The powerhouses of Aretha Franklin and The Byrds shouted with a soul that had been silenced for nearly half a century thanks to the greed of musical art mixed with currency. Though somehow, in this small neck of the dirty rotten woods of the city, its life was resuscitated for just the briefest of times.
It was a demanding/magnetic/spiritual(if you believe that sort of thing) force that rudely throttled me through its doors without a single groan of hesitation. Because of my tight budget, my logical mind rung alarm bells to not walk into this alcohol riddled venue, but these bells were just drowned out through the funk and soul of 60’s Americana.
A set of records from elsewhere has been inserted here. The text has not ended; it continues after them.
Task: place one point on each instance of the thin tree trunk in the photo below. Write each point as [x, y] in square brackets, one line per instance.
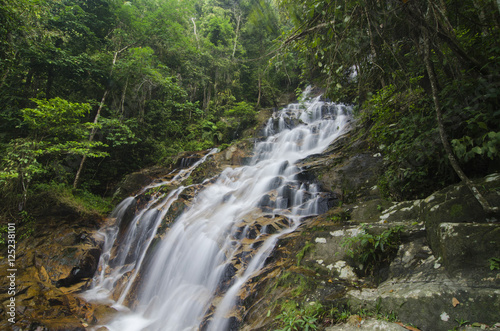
[96, 118]
[195, 33]
[238, 20]
[122, 102]
[260, 91]
[91, 138]
[489, 210]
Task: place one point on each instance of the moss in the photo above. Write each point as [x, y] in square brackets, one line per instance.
[456, 211]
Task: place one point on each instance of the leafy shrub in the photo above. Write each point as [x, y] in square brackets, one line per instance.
[294, 317]
[370, 249]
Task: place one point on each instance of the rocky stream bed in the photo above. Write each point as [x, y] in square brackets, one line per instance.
[440, 275]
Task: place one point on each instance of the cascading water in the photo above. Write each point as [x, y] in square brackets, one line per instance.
[194, 276]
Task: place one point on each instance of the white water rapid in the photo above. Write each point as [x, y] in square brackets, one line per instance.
[188, 279]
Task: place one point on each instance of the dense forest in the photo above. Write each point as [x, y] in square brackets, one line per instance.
[94, 89]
It would have taken a fleet of heavy machinery to conceal me from whatever layed inside those doors, so naturally, I was engulfed by its magnificence, and in its magnificence I bloomed, falling pleasantly through a tandem cycle of no time at all.
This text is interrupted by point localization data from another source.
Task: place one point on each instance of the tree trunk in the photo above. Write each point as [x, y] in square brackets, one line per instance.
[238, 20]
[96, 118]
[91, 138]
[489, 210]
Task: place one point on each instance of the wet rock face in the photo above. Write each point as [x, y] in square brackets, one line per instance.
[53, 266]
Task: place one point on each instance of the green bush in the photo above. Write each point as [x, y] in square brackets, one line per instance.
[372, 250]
I had not even noticed, but the troubles of 45 seconds ago had taken flight and fucked off to a distant land i did not care to pursue it to. I was now a puppet of Martha Reeves serination and over a freshly layed timber floor she grasped my dancing feet and arms in ALL her glory.
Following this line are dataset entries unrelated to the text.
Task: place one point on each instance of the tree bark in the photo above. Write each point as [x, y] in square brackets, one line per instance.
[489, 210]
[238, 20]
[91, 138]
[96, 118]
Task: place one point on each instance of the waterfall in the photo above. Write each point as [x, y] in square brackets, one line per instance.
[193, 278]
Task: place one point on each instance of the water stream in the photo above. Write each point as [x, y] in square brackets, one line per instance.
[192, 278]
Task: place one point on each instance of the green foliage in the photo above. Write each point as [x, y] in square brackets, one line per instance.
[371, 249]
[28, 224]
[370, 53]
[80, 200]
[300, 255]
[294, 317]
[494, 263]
The people inside groved in a nature I had only seen through the power of drugs or in gay clubs. It was the joyous melodies of the likes of Jefferson Airplane and The Yardbirds that brought forth monouvors inside of them that had been concealed for 20+ years. You could feel the energy that they transpired and I think you could have almost powered the amplifier with its electricity.
But now, the night is no more and tomorrows ugliness has arrived bringing with it a severe headache. Though the beauty of this nights flows through my blood in all rhythms of tenderness and the darkest of all days could have this minute credence of light shine upon it to bring forth the beauty of any amount ugly.